One of the top questions asked of ad agencies today: what’s the difference between an account manager (AM) and a project manager (PM)? And for many clients, the follow-up question is often, “Why do I need both on my team?” Our most favorite, though, is “Can’t one person do both jobs?” The answer, of course, is a polite but firm “no,” because really we have your best interest at heart and know that there’s much more to be gained than lost when working with this dynamic duo.

Project management is a relatively new specialty to the agency world. Historically, AMs were the client’s single point of contact, and were responsible for managing the client relationship, overseeing budgets, developing strategy and executing projects. That’s a lot for one person to accomplish in a 40-hour week, especially with the added complexities that digital advertising is contributing to the industry. So project management was spawned out of necessity to be a separate but equal position to complement the AM and provide better client service.

It all started about a decade ago, when an account executive and production manager were drinking a little too much at an agency party. Nine months later: the project manager was born. Today, while AMs are focusing on understanding the client’s industry, developing long-term strategy and managing overall budgets, PMs are executing tactics. The AM’s job is to determine what needs to be done to meet the client’s goals and objectives; the PM’s job is to determine how it gets done. PMs are the communication hub between agency team members; they make sure projects are completed on time and on budget, by allocating talent, orchestrating teams and leveraging technology and tools to enhance the process. At the same time, AMs are working with account planners and research teams to uncover insights into clients’ customers and the best ways to reach them.

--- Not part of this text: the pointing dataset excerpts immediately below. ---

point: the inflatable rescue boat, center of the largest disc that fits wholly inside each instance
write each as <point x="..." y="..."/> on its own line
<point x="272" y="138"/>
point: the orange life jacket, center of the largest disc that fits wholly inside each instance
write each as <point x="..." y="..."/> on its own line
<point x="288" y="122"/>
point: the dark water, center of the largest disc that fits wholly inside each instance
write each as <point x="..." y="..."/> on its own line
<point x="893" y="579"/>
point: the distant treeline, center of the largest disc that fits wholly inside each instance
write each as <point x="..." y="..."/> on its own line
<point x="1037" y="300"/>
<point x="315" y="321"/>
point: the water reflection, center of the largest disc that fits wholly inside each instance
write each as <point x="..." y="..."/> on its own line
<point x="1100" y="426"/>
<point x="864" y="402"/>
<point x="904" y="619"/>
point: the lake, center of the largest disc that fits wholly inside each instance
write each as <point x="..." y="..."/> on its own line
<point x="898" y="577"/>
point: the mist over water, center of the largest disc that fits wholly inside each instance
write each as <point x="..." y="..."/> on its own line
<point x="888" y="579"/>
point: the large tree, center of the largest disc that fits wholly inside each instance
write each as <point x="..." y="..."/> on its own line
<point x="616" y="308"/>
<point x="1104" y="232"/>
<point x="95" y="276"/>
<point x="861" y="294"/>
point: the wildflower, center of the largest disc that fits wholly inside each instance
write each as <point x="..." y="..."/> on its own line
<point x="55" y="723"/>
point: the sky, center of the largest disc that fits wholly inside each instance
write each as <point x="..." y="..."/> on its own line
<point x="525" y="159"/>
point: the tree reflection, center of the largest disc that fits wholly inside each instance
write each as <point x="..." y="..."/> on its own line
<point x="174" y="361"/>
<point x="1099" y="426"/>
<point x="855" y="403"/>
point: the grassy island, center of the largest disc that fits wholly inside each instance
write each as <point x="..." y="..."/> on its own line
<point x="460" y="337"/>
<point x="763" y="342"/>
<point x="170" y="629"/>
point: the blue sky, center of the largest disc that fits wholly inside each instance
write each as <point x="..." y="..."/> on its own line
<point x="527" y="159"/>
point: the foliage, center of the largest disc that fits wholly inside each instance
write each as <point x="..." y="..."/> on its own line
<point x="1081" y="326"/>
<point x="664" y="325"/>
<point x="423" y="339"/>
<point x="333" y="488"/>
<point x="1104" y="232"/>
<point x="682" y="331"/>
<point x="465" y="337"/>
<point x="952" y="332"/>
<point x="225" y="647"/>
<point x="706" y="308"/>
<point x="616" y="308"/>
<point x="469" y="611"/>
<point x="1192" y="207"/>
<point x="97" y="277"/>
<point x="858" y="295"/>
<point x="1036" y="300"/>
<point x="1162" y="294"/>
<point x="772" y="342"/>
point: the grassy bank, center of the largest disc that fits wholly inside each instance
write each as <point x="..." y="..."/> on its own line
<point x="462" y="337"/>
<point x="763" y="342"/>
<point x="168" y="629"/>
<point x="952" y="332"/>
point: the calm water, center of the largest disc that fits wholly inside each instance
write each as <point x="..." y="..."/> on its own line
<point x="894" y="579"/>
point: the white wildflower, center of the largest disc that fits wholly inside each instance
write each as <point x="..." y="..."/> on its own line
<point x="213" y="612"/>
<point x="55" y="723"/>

Daily tasks and responsibilities are not the only things that separate AMs from PMs; each job role requires different personality traits, as well. AMs need to be forward thinkers — up to date on the latest industry news and technologies, and able to communicate opportunities to clients before the client may even recognize a need. Successful AMs are leaders, motivators and delegators, able to view the overall account strategy without getting bogged down in the details. Good PMs are multi-taskers, negotiators and diplomats — able to interface with clients and manage expectations while guiding multiple projects through the internal process at the same time and keeping them within budget.

By having both on the team, clients are reaping the benefits and are winning much more than they would if only one person was on the job. AMs have time to share insights and suggest new ideas to clients, while PMs have time to make sure every aspect of a campaign is on track and efficient. Having both means the client is getting strategy and tactics, planning and execution, and the opportunity to do more, faster. Each role is essential to the success of campaigns, client accounts and the agency relationship as a whole.